Dengan ketergantungan ini, Israel melihat peluang bagi China untuk memainkan peran kunci dalam meredam ambisi nuklir Iran, yang dianggap sebagai ancaman serius oleh Tel Aviv.

Namun, desakan ini muncul di tengah hubungan Israel-China yang merenggang. Perang Israel di Gaza dan serangan terhadap Iran bulan lalu telah memicu kecaman dari Beijing. 

Juru bicara Kementerian Luar Negeri China, Mao Ning, menyerukan solusi diplomatik untuk isu nuklir Iran, sambil mengkritik serangan Israel sebagai "preseden berbahaya." 

Postingan di platform X dari akun resmi China, seperti @SpoxCHN_LinJian, juga menegaskan bahwa tindakan Israel dapat memicu "konsekuensi bencana" di kawasan. 

Sikap ini menunjukkan keengganan China untuk langsung menekan Iran, terutama mengingat kemitraan strategis mereka.

Konflik 12 hari antara Israel dan Iran, yang baru saja dihentikan melalui gencatan senjata yang dimediasi AS, telah meninggalkan kerusakan parah. 

Situs-situs militer dan nuklir Iran dilaporkan hancur, dengan beberapa komandan militer dan ilmuwan atom tewas. 

Iran, yang bersikeras bahwa program nuklirnya bersifat damai, kini berada dalam posisi sulit, terjepit antara tekanan Barat dan ketergantungan ekonomi pada China. 

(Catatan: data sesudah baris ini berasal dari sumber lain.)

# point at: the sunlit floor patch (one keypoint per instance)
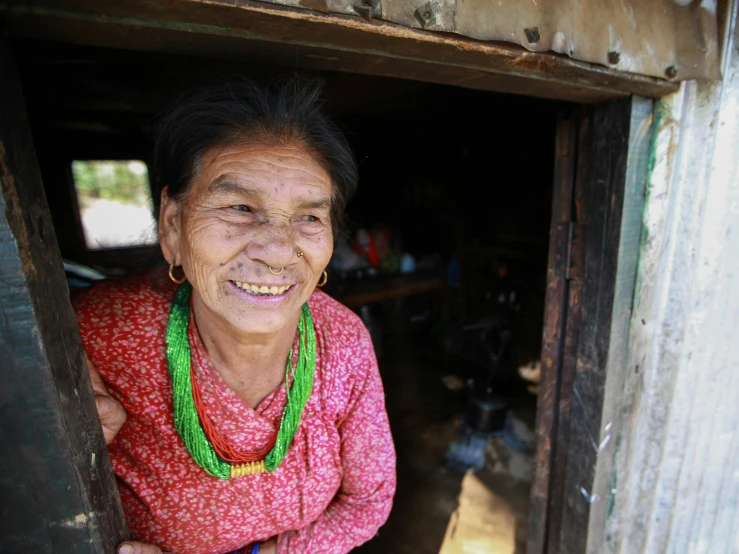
(483, 523)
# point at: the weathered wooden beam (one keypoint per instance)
(315, 40)
(57, 487)
(612, 185)
(554, 332)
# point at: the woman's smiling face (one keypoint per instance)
(252, 207)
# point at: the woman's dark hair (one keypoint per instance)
(239, 110)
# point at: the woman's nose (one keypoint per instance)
(275, 247)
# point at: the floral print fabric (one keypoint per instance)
(333, 490)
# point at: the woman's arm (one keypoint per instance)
(364, 500)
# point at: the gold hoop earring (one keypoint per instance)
(171, 276)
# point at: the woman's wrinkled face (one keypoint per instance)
(252, 207)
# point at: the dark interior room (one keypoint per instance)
(444, 256)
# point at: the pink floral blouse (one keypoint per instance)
(333, 490)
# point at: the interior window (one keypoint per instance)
(114, 199)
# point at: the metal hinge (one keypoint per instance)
(568, 265)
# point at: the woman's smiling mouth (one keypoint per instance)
(262, 290)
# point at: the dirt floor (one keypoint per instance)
(438, 510)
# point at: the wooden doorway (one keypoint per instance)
(588, 259)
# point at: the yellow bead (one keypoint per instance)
(248, 468)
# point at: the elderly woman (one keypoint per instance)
(255, 411)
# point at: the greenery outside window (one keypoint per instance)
(115, 204)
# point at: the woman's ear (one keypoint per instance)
(169, 228)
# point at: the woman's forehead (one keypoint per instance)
(260, 166)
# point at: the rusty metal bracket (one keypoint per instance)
(426, 15)
(367, 8)
(318, 5)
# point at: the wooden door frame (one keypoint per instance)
(599, 187)
(601, 164)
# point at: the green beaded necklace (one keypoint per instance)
(187, 421)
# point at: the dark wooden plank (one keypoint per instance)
(293, 36)
(572, 332)
(555, 316)
(57, 488)
(602, 184)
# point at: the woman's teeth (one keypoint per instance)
(261, 290)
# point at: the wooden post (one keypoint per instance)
(592, 272)
(57, 487)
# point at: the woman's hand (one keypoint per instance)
(111, 413)
(130, 547)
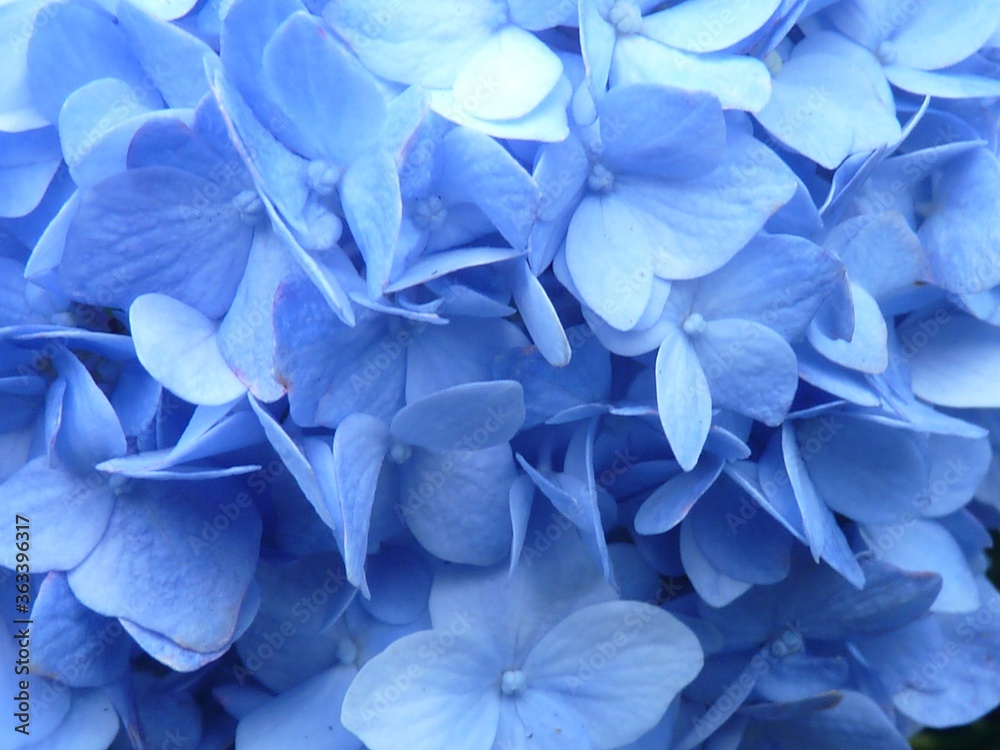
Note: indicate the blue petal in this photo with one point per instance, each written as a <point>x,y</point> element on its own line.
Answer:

Namun, sejarah menunjukkan bahwa Teheran sulit dibujuk untuk mengubah kebijakan strategisnya, bahkan oleh mitra seperti China.

Baer sendiri meragukan kemauan China untuk menjadi penutup konflik ini. "Menjadi mediator adalah tanggung jawab besar," katanya, mengisyaratkan bahwa Beijing lebih memilih menjaga hubungan ekonomi dengan Iran ketimbang terlibat dalam mediasi geopolitik. 

Meski hubungan dagang Israel-China tetap kuat—dengan China sebagai mitra dagang terbesar kedua Israel setelah AS—ketegangan politik akibat perang di Gaza dan serangan terhadap Iran membuat situasi semakin rumit.

Lalu, seberapa besar peluang China akan menekan Iran? Analis menilai kecil. "China punya leverage ekonomi, tapi Iran bukan negara yang mudah diatur," ujar Dr. Jonathan Fulton, pakar Timur Tengah dari Zayed University, kepada Bloomberg. 

Ia menambahkan bahwa prioritas China adalah stabilitas pasokan minyak dan hubungan ekonomi, bukan mengambil risiko dengan menekan mitra strategisnya. 

Data dari Kementerian Perdagangan China menunjukkan bahwa impor minyak dari Iran terus melonjak, menyumbang 10% dari total kebutuhan minyak Beijing pada 2024.

Sementara itu, ketegangan di kawasan terus memengaruhi pasar global. Harga minyak dunia, yang sempat melonjak 5% selama konflik Israel-Iran, kini stabil di kisaran US$85 per barel setelah gencatan senjata. 

Namun, investor tetap was-was, mengingat potensi eskalasi baru jika Iran tidak merespons tekanan internasional. 

Bagi Israel, desakan kepada China adalah upaya terbaru untuk menekan Iran melalui jalur ekonomi, setelah sanksi Barat dan serangan militer gagal menghentikan program nuklir Teheran.

Bagi pasar global, situasi ini tetap menjadi bom waktu. Jika China memilih untuk tidak bertindak, Iran mungkin terus mempercepat program nuklirnya, memicu respons militer lebih lanjut dari Israel. 

Sebaliknya, jika Beijing menekan Teheran, hubungan strategis China-Iran bisa terguncang, dengan dampak pada rantai pasok minyak global.